Thursday, January 3, 2013

Nazi Occupation of Holland - Random Executions

When I was a docent at a B-17 Museum in Tucson, I frequently engaged European visitors and chatted them up on their country, their history and, hopefully their remembrances of World War II.
    An older man was a child during the Nazi occupation of Holland and remembered hiding in his cellar in Amsterdam. He lived in town with his mother and father who was a pharmacist. The Nazis didn't hassle his parents because their jobs were "vital" to the occupiers. They were, he told me, taking children hostage for obvious reasons, among them, child labor in factories.
    Often, the old man said, the German Storm Troopers stationed on each street corners, would grab Dutch folks walking along the street and line them up against a wall and execute them by firing squad. No reason, just arbitrarily pick at random, some man or woman coming home from work, at the point of a bayonet against a wall, with a dozen other fellow citizens, and shoot them.
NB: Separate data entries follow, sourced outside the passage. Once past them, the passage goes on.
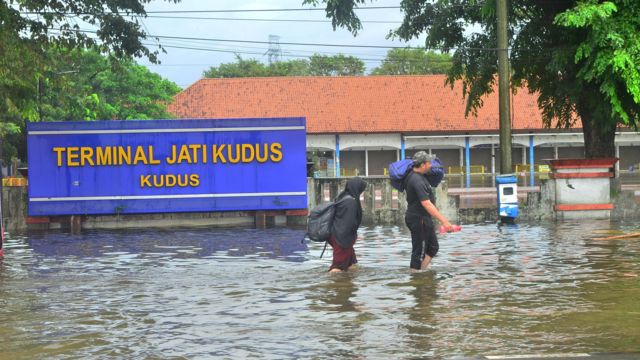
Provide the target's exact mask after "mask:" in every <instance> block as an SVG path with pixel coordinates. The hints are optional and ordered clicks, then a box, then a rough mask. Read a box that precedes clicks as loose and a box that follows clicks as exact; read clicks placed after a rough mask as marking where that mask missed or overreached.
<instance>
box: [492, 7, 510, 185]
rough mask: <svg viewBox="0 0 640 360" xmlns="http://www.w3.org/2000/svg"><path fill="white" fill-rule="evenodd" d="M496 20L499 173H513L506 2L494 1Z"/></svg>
mask: <svg viewBox="0 0 640 360" xmlns="http://www.w3.org/2000/svg"><path fill="white" fill-rule="evenodd" d="M496 15H497V18H498V24H497V25H498V27H497V35H498V36H497V37H498V39H497V40H498V102H499V110H500V173H502V174H510V173H511V172H512V171H513V168H512V161H511V114H510V107H509V106H510V105H509V92H510V89H509V85H510V81H509V78H510V74H509V71H510V69H509V41H508V32H507V0H496Z"/></svg>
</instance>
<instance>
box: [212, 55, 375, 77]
mask: <svg viewBox="0 0 640 360" xmlns="http://www.w3.org/2000/svg"><path fill="white" fill-rule="evenodd" d="M364 71H365V65H364V62H363V61H362V60H360V59H358V58H357V57H354V56H346V55H342V54H338V55H333V56H327V55H319V54H314V55H313V56H311V57H310V58H309V60H306V59H294V60H288V61H278V62H274V63H271V64H264V63H262V62H260V61H258V60H256V59H243V58H242V57H240V56H238V55H236V61H235V62H233V63H223V64H220V65H219V66H217V67H210V68H209V69H207V70H205V71H204V73H203V76H204V77H207V78H237V77H267V76H348V75H350V76H359V75H364Z"/></svg>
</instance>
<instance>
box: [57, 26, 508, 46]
mask: <svg viewBox="0 0 640 360" xmlns="http://www.w3.org/2000/svg"><path fill="white" fill-rule="evenodd" d="M52 30H59V31H71V32H81V33H89V34H97V31H92V30H82V29H66V30H63V29H52ZM146 36H147V37H151V38H157V39H173V40H197V41H212V42H231V43H247V44H269V42H268V41H259V40H239V39H215V38H196V37H186V36H168V35H152V34H146ZM280 44H281V45H290V46H320V47H341V48H368V49H406V48H407V47H406V46H394V45H386V46H385V45H355V44H327V43H300V42H281V43H280ZM421 49H425V48H421ZM454 49H456V48H451V49H449V50H454ZM458 49H460V48H458ZM463 49H465V50H477V51H496V50H501V49H498V48H472V47H464V48H463ZM427 50H439V51H443V50H442V49H435V48H428V49H427Z"/></svg>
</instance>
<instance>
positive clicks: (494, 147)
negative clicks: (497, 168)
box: [491, 144, 496, 174]
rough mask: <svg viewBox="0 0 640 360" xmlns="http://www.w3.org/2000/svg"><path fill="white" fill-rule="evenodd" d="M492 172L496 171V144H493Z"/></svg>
mask: <svg viewBox="0 0 640 360" xmlns="http://www.w3.org/2000/svg"><path fill="white" fill-rule="evenodd" d="M491 173H492V174H495V173H496V147H495V144H491Z"/></svg>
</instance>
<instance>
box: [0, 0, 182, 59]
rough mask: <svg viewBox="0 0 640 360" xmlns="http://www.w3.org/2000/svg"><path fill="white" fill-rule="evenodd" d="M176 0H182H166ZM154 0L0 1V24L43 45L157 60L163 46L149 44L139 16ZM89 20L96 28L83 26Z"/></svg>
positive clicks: (40, 0) (18, 34) (123, 57)
mask: <svg viewBox="0 0 640 360" xmlns="http://www.w3.org/2000/svg"><path fill="white" fill-rule="evenodd" d="M167 1H170V2H174V3H177V2H179V0H167ZM149 2H151V0H127V1H122V0H104V1H93V0H67V1H61V0H7V1H2V2H0V25H1V26H2V29H3V31H6V32H7V33H11V34H15V35H18V36H20V37H21V38H23V39H26V40H28V41H29V42H31V43H33V44H38V45H40V46H41V47H47V46H48V45H56V46H59V47H62V48H69V49H74V48H96V47H97V48H98V49H99V51H100V52H102V53H105V54H106V53H112V54H113V55H114V56H116V57H117V58H125V57H129V56H133V57H148V58H149V60H151V61H152V62H156V61H157V55H158V53H159V51H161V50H162V48H161V47H159V48H158V49H156V50H150V49H149V48H147V47H146V46H145V45H144V44H143V41H144V40H145V39H147V37H148V34H147V33H146V32H145V31H144V30H143V29H142V24H141V21H140V17H143V16H145V15H146V12H145V10H144V5H145V4H147V3H149ZM82 22H84V23H86V24H88V27H91V28H94V29H96V31H95V32H92V31H87V29H83V28H82V27H81V26H80V25H79V23H82Z"/></svg>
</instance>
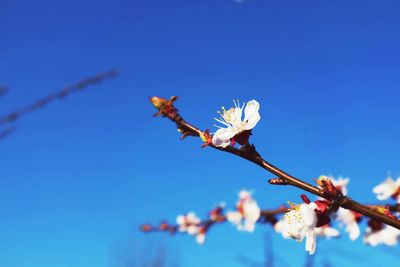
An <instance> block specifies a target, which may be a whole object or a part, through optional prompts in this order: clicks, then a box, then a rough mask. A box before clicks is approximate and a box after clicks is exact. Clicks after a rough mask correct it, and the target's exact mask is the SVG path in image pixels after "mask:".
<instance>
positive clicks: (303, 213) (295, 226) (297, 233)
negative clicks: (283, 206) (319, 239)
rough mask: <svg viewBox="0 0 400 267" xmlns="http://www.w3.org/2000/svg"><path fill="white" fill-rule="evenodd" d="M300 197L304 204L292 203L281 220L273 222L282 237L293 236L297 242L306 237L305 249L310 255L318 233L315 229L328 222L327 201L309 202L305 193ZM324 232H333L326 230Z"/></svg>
mask: <svg viewBox="0 0 400 267" xmlns="http://www.w3.org/2000/svg"><path fill="white" fill-rule="evenodd" d="M302 199H303V200H304V202H305V204H299V205H294V204H292V207H291V209H290V210H289V211H288V212H287V213H285V215H284V216H283V218H282V220H280V221H279V222H277V223H276V224H275V226H274V228H275V230H276V231H277V232H279V233H281V234H282V236H283V237H284V238H293V239H295V240H296V241H298V242H301V241H303V239H304V238H306V247H305V249H306V251H308V253H309V254H310V255H312V254H314V253H315V249H316V246H317V241H316V238H317V234H318V233H317V230H316V229H317V228H319V227H321V228H322V227H323V226H325V225H327V224H328V223H329V217H328V215H327V211H328V203H327V202H326V201H322V200H318V201H315V202H310V201H309V199H308V198H307V197H306V196H305V195H302ZM322 231H323V230H321V232H320V233H322ZM326 234H334V233H332V232H330V233H329V231H328V232H326Z"/></svg>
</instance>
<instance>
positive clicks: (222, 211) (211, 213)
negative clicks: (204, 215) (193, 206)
mask: <svg viewBox="0 0 400 267" xmlns="http://www.w3.org/2000/svg"><path fill="white" fill-rule="evenodd" d="M224 208H225V203H221V204H219V205H218V206H217V207H216V208H214V209H212V210H211V211H210V212H209V213H208V217H209V218H210V220H211V221H213V222H217V223H220V222H224V221H225V220H226V218H225V216H224V214H223V211H224Z"/></svg>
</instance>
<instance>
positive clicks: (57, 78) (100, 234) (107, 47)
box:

    One afternoon, after lunch, there was a commotion right outside his cellar window, the man turned off his light, slowly opened his curtains and peered out. German soldiers were grabbing up his next door neighbors, their kids that were his best friends, children up the street, the minister from the church at the corner, about 35 in all.
    Within two minutes. a half dozen storm troopers machine-gunned all 35 people, most of his friends, their parents, his minister, and one of his cousins, he told me. The Germans, when they first arrived in Amsterdam disarmed the populace, shot the governor and neutered the government..
     In my time at that museum, I heard a hundred stories like that. The most horrific was of the French Villiage of Ora Dor sur Glane.